Not Just Child’s Play takes on parents’ concerns about aggression and violence

Community education series focusing on youth with special needs begins Nov. 14

By Sandra Gray

UMass Medical School Communications

November 08, 2013
   Candi Hands
  The outstretched hands of the Child and Adolescent Neurodevelopment Initiative logo illustrate its mission to team together to help kids and families.

UMass Medical School is working with a number of community organizations to present a series of programs on youth violence, aggression and bullying, especially for those parenting children with special needs.


The first session, “When to be Concerned with Childhood Aggression and What to do About It,” will take place at the Shrewsbury Public Library on Thursday, Nov. 14, from 6:30 to 8:30 p.m.

Presenters Jean Frazier, MD, and Barbara Tylenda, PhD, will clarify how children and adolescents with special needs may or may not be prone to violence any more than typically developing children. Dr. Frazier is the Robert M. and Shirley S. Siff Chair in Autism, professor of psychiatry and pediatrics and vice chair of child and adolescent psychiatry in the Department of Psychiatry at UMMS. Dr. Tylenda is clinical associate professor of psychiatry & human behavior at Brown University’s Alpert School of Medicine.

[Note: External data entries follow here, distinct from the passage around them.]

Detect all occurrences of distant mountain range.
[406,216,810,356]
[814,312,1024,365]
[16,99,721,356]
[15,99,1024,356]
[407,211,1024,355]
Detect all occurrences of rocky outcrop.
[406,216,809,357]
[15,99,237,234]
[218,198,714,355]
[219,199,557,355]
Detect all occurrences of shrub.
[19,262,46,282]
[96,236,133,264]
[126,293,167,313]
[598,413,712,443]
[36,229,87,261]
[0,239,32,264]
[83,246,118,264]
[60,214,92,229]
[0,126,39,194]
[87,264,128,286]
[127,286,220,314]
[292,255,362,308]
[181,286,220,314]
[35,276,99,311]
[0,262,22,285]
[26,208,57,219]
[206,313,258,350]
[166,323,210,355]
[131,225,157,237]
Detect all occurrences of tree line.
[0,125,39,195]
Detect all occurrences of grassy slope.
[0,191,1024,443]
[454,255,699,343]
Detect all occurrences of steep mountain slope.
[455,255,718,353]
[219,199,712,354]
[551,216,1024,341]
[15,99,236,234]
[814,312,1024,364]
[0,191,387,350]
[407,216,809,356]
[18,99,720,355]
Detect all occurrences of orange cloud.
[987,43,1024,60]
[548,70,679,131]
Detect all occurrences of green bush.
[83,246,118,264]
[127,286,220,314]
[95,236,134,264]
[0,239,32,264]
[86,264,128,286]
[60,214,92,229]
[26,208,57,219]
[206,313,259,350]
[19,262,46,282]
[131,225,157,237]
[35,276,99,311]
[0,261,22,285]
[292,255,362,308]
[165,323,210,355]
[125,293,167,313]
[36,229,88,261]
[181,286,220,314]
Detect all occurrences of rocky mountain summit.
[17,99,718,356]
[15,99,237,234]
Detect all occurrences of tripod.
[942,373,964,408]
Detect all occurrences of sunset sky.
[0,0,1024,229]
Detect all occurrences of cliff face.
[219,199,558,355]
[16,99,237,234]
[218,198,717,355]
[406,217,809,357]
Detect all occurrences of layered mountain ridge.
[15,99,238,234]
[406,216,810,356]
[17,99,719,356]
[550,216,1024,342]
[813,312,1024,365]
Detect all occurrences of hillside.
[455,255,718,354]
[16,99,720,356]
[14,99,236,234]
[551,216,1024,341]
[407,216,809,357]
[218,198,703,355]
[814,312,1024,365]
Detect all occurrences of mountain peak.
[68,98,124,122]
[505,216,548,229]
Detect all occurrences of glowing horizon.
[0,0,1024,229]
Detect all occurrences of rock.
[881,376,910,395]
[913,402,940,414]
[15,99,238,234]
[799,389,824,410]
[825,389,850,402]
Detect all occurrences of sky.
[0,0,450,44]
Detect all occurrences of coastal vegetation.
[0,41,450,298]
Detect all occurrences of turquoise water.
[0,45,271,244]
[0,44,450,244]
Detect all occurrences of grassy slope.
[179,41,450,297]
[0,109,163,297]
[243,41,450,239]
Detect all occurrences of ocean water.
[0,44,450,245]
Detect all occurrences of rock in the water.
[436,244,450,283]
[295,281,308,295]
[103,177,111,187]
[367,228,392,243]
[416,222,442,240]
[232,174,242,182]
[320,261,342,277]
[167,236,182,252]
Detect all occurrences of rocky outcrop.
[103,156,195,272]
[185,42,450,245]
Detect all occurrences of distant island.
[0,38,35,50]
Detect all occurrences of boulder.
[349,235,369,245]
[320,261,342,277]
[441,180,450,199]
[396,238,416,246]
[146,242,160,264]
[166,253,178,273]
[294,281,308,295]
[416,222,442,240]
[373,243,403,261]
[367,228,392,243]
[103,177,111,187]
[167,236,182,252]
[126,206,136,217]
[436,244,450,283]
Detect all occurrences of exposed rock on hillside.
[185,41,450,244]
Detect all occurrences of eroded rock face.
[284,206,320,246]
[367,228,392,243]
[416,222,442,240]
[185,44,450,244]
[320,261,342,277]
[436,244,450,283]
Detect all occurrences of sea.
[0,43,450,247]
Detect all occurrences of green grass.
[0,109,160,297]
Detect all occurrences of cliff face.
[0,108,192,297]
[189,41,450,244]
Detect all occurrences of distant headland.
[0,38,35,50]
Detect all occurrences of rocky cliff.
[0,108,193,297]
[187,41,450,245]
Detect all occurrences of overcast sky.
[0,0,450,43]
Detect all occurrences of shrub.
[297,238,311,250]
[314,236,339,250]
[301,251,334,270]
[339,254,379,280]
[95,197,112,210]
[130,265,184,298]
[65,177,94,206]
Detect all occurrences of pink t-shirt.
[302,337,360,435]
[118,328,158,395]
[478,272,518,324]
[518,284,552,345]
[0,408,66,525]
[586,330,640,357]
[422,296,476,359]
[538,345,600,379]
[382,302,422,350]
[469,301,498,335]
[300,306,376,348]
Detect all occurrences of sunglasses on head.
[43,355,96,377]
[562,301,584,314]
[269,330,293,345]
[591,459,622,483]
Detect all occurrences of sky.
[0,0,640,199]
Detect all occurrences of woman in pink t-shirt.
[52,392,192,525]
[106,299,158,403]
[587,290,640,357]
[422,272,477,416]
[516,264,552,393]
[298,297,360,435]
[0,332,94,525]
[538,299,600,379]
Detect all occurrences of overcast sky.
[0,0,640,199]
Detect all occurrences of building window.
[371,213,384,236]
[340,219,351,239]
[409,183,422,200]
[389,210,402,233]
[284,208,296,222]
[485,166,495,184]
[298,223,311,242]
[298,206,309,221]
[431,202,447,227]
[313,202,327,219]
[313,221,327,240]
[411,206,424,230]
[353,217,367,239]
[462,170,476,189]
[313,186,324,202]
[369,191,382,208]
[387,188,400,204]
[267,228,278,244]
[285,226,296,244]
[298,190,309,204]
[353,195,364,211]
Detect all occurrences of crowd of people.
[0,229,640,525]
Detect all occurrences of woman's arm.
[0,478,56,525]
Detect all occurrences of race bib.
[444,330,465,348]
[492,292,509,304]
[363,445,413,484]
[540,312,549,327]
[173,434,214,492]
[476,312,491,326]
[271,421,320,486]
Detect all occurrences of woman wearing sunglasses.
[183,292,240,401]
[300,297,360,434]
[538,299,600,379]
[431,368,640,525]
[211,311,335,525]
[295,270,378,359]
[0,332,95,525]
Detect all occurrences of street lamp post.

A panel discussion with audience participation will follow the presentations. Panelists will include representatives from the Autism and Law Enforcement Education Coalition and the Massachusetts Department of Mental Health, as well as a parent of a young man diagnosed with autism.

Community collaborators for the “Not Just Child’s Play” series include child and adolescent psychiatrists, psychologists and child trauma specialists from UMMS and UMass Memorial Health Care; the Autism and Law Enforcement Education Coalition; Autism Resource Center of Central Massachusetts; Wayside Youth & Family Parent Resource Network; Kennedy-Donovan Center; Worcester Public Schools; National Alliance on Mental Illness Massachusetts; and the Massachusetts Parent-Professional Advocacy League.

“From parents in central Massachusetts first voicing the need, to the response from community partners, all have invested time and resources to make the series truly a community event,” said Celia Brown, community liaison for the Child and Adolescent Neurodevelopment Initiative at UMMS.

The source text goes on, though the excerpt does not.